Papers Published
Abstract:
We study a finite-difference discretization of an ill-posed
nonlinear parabolic partial differential equation. The PDE
is the one-dimensional version of a simplified
two-dimensional model for the formation of shear bands via
anti-plane shear of a granular medium. For the discretized
initial value problem, we derive analytically, and observed
numerically, a two-stage evolution leading to a
steady-state: (i) an initial growth of grid-scale
instabilities, and (ii) coarsening dynamics. Elaborating the
second phase, at any fixed time the solution has a piecewise
linear profile with a finite number of shear bands. In this
coarsening phase, one shear band after another collapses
until a steady-state with just one jump discontinuity is
achieved. The amplitude of this steady-state shear band is
derived analytically, but due to the ill-posedness of the
underlying problem, its position exhibits sensitive
dependence.
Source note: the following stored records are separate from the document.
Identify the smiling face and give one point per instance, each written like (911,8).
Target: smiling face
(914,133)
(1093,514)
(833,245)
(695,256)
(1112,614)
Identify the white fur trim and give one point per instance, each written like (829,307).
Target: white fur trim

Analyzing data from the simulations, we observe
that the number of shear bands at time $t$ decays like
$t^{-1/3}$. From this scaling law we show that the
time-scale of the coarsening phase in the evolution
of this model for granular media critically depends on the
discreteness of the model.
Our analysis also has implications to related ill-posed
nonlinear PDEs for the one-dimensional Perona-Malik equation
in image processing and to models for clustering
instabilities in granular materials.